At the Liberal Democrats' 2018 campaign launch, the former Scottish Secretary Alistair Carmichael endorsed Rea's successful bid for re-election, calling her "formidable". In November that year, a motion was put forward to the council by Rea and her colleague Luisa Porritt calling for a second referendum on Britain's departure from the European Union; with the support of Labour councillors, it was passed. Rea retired on 4 June 2021, and her seat was retained for the Liberal Democrats at a 22 July by-election by Nancy Jirira. On 21 June 2022, Rea was appointed an honorary alderman of the London Borough of Camden.

In 2013, Rea received an MBE for services to local government. The Hampstead & Highgate Express dubbed her "The Empress of West Hampstead" (the area being considered part of the Fortune Green ward she represented). Similarly, her son Robert described Rea as "the Queen of West Hampstead". She took part in readings of poetry at a 2016 recital in West Hampstead Library, and helped organise West Hampstead's annual Jester Festival.

=== Other roles ===
In 1997, Rea became a part-time administrator for the London Liberal Democrats. After deciding to vote for Susan Kramer as the party's first London mayoral candidate at the 2000 election, Rea worked as Kramer's secretary.

She acted as a member of the London Arts Council, sat on the board of the Hampstead Theatre and was Chair of the Local Government Association's Culture, Tourism and Sports Board. Locally, Rea was an active member of the community pressure group West Hampstead Amenity and Transport group (WHAT), which she co-founded, and the consumer organisation London Regional Passengers' Committee (LRPC). For a number of years, Rea was secretary of the Pedestrians' Association. She was appointed by Camden Council as a Trustee of the Charles Dickens Museum.

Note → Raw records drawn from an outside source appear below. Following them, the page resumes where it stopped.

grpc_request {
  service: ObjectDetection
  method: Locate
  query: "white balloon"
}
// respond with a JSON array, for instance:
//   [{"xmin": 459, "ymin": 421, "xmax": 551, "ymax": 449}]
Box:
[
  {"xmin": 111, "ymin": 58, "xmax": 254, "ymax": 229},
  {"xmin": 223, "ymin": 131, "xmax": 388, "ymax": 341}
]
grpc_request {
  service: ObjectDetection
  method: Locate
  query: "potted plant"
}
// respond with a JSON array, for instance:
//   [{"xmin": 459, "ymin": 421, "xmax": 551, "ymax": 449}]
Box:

== Personal life and death ==
On 15 July 1962, she married fellow actor Charles Patrick Rea in Staplegrove, Taunton. They had met while she was working backstage on the Frank Vosper thriller Love From a Stranger. The couple moved to West Hampstead, north west London, and had a son and a daughter. Charles, who had numerous television and film credits, died on 17 March 1992, aged 69.

Rea died at St Mary's Hospital in Paddington, London, on 25 May 2026, at the age of 88.